Michał Żebrowski: Z ciupagą w ręku

Michała Żebrowskiego spotkaliśmy niedawno na planie nowego filmu Agnieszki Holland i Kasi Adamik "Prawdziwa historia Janosika". W przeciwieństwie do głośnego serialu telewizyjnego sprzed lat, nie będzie to jednak zabawna komedia, ale poważna opowieść oparta na faktach. Scenariusz powstał na podstawie autentycznych dokumentów i protokołów z procesu Janosika przed słowackim sądem. Najprzystojniejszy polski aktor i ulubieniec kobiet nie zagra jednak w nim tytułowej roli, ale prawdziwy czarny charakter i wcieli się w największego wroga Janosika.

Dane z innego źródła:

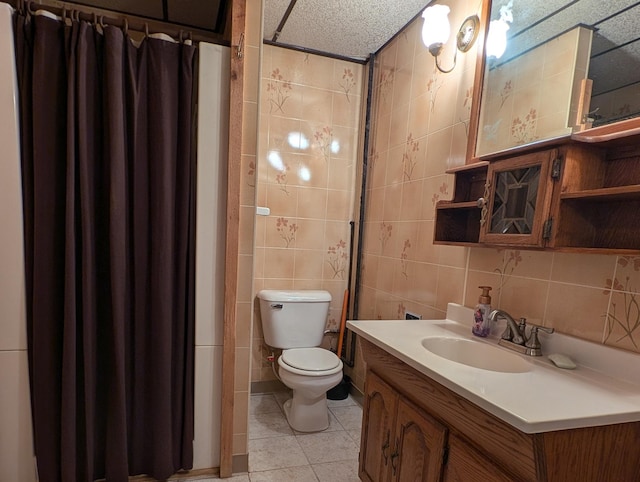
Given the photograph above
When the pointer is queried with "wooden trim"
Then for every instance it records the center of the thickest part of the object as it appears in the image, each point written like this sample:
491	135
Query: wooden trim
236	92
478	80
609	132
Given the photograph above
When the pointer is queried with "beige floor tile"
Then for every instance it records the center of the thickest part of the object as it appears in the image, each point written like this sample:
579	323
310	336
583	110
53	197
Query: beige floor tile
355	436
344	471
334	426
275	453
328	447
270	424
341	403
235	478
264	403
349	417
291	474
282	396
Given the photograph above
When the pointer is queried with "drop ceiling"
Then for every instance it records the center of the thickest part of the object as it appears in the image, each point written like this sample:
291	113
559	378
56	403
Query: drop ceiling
352	28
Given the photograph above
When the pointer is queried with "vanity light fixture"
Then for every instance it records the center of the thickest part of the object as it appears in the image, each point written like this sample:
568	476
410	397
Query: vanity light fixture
497	36
436	31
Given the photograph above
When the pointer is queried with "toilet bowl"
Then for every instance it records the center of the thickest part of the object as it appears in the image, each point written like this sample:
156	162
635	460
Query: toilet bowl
309	372
295	321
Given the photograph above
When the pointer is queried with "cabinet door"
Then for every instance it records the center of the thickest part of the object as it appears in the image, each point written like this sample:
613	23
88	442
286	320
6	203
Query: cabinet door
519	200
465	464
419	446
380	405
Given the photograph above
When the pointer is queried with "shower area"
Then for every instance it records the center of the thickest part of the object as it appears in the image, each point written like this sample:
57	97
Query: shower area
17	459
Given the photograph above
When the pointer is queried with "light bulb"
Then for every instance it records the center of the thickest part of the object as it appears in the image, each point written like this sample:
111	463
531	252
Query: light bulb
435	29
497	38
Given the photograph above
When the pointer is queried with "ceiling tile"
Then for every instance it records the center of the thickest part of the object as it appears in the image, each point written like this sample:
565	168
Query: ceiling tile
352	29
142	8
197	13
274	10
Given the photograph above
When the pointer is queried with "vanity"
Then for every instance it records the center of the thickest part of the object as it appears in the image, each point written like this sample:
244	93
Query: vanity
435	413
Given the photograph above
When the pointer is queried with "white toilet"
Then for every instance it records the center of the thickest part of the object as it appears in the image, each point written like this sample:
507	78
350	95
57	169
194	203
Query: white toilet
295	321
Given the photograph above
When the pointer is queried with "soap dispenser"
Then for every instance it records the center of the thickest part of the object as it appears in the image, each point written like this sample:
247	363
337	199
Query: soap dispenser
481	322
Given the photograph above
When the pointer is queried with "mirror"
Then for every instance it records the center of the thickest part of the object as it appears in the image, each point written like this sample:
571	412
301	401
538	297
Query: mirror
568	65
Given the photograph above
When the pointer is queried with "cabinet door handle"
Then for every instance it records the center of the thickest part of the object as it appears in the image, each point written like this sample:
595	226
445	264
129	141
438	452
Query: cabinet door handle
483	203
394	456
385	447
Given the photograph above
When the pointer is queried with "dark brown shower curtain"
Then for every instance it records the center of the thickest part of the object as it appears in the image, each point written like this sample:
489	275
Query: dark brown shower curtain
108	185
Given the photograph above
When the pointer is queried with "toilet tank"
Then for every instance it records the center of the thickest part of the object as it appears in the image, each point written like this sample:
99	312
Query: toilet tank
294	319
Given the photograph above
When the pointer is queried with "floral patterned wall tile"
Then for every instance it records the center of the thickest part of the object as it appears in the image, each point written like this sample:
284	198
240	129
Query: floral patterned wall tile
577	310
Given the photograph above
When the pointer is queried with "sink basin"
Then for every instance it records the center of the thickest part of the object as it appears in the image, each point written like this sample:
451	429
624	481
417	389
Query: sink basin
476	354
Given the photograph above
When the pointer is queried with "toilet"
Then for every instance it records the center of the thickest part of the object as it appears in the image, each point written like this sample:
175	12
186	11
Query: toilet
295	322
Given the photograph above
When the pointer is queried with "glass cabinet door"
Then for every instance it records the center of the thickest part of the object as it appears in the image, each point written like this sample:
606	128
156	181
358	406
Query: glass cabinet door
518	200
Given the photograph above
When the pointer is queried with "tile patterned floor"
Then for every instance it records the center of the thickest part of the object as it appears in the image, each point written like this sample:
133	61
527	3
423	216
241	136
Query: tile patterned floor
279	454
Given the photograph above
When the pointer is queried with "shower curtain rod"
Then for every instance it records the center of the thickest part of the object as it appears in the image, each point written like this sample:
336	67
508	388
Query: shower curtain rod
123	21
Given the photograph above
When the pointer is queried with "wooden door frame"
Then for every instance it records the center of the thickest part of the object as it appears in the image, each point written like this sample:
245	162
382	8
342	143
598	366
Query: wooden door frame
236	93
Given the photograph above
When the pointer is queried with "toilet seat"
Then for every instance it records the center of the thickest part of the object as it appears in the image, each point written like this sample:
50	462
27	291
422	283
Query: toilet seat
314	362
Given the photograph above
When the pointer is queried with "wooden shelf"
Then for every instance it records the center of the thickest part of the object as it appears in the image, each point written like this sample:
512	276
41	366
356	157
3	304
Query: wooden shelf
610	133
606	194
456	205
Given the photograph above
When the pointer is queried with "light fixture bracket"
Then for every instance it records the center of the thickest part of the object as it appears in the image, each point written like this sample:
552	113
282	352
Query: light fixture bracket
435	49
468	33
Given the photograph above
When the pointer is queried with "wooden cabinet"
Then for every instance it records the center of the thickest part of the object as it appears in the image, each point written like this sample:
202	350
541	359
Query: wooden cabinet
581	194
466	464
399	441
519	191
415	429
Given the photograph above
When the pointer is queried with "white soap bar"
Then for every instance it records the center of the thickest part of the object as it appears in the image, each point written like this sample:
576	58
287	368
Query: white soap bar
562	361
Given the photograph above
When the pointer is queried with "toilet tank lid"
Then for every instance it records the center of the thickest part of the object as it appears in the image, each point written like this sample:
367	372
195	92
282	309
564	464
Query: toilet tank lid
295	295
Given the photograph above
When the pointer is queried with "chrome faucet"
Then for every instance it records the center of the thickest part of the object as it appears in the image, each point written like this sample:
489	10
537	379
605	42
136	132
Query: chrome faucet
514	332
515	336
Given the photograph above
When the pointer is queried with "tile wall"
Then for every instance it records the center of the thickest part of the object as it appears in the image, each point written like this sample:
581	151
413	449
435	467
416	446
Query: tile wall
308	146
420	130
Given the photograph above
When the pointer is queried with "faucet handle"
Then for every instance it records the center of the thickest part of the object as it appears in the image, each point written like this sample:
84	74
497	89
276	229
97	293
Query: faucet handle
522	323
533	341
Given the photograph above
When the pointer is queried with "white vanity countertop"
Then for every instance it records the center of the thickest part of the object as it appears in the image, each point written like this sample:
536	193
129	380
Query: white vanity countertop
543	399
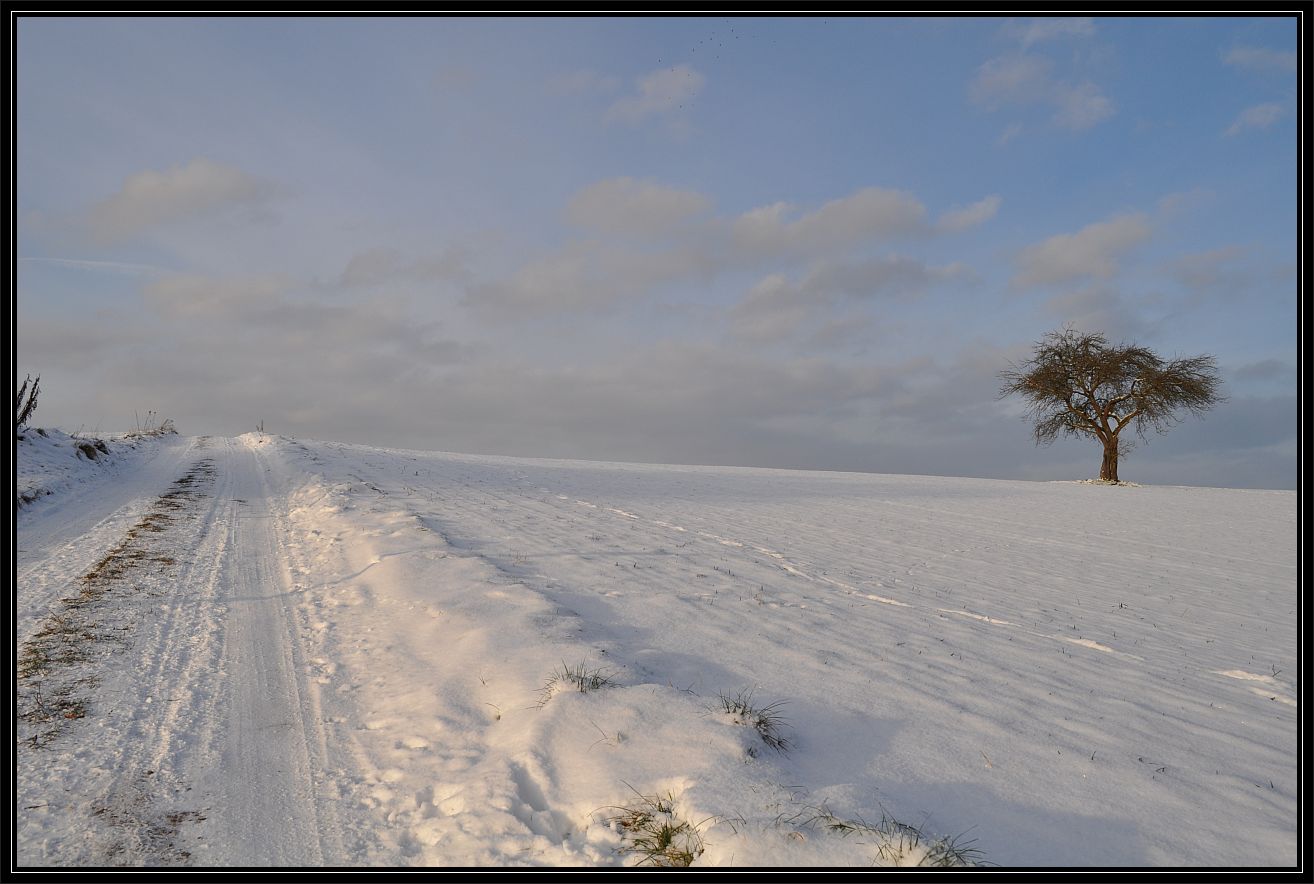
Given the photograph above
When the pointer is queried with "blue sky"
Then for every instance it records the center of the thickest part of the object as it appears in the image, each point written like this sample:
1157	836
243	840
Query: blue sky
777	242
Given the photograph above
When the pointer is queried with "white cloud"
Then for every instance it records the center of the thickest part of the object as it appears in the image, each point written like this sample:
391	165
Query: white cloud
630	206
1046	29
1256	58
777	308
1021	80
379	265
153	198
184	296
1080	107
866	214
1011	79
978	213
658	92
674	239
1262	116
1092	251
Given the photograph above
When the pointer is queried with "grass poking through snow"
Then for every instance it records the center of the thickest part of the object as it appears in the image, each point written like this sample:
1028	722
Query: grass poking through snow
653	832
580	678
896	843
766	720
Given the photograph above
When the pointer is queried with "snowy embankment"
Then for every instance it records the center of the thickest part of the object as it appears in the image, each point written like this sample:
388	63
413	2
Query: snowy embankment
375	657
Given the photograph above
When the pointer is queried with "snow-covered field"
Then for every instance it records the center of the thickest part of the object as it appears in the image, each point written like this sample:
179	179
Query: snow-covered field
272	652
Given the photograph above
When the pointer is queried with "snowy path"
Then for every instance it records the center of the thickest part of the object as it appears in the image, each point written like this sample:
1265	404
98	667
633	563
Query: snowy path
354	656
270	736
208	748
59	537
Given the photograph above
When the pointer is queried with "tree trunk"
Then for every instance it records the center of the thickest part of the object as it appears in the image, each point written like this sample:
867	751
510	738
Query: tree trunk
1109	465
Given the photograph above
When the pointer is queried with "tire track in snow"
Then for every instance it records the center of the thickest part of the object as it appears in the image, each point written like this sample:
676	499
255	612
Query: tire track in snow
272	746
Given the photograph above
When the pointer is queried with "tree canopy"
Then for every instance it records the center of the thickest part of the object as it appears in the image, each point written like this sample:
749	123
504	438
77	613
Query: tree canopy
1080	385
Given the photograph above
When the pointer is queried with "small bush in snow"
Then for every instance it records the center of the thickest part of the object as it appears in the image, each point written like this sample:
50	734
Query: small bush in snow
153	426
766	720
574	679
25	403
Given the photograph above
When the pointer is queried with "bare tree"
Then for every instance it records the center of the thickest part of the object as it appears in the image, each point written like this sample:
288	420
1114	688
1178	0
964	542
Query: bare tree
1079	385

Michał Żebrowski: Z ciupagą w ręku
Źródło zdjęć: © AKPA

12.09.2008 15:25

**

Obraz

Grałeś już różne role, ale chyba po raz pierwszy wcielasz się w postać zbójnika? Jak się czujesz z ciupagą w ręku?**

Ostatnio coraz częściej gram czarne charaktery. Bardzo się z tego cieszę, bo jest co grać. Bardzo lubię tę rolę i cieszę się, że po sześciu latach przerwy udało nam się wznowić zdjęcia. Bardzo szybko się odnaleźliśmy w swoich rolach.

**

Obraz

Zdjęcia do filmu ruszyły sześć lat temu, ale szybko zostały przerwane z powodu braku funduszy. Teraz wracacie do tego co zrobiliście wcześniej czy wszystko kręcicie od nowa?**

Kontynuujemy to co wcześniej zaczęliśmy, bo nakręciliśmy już jedną trzecią zdjęć. To wszystko zostanie wykorzystane w filmie. Ale sześć lat w życiu aktora to bardzo dużo, więc ta zbitka materiałów nakręconych wcześniej, z tym co robimy teraz, na pewno będzie ciekawa.

**

Obraz

Poznałeś siebie na zdjęciach sprzed lat?**

Podobno odmłodniałem (śmiech).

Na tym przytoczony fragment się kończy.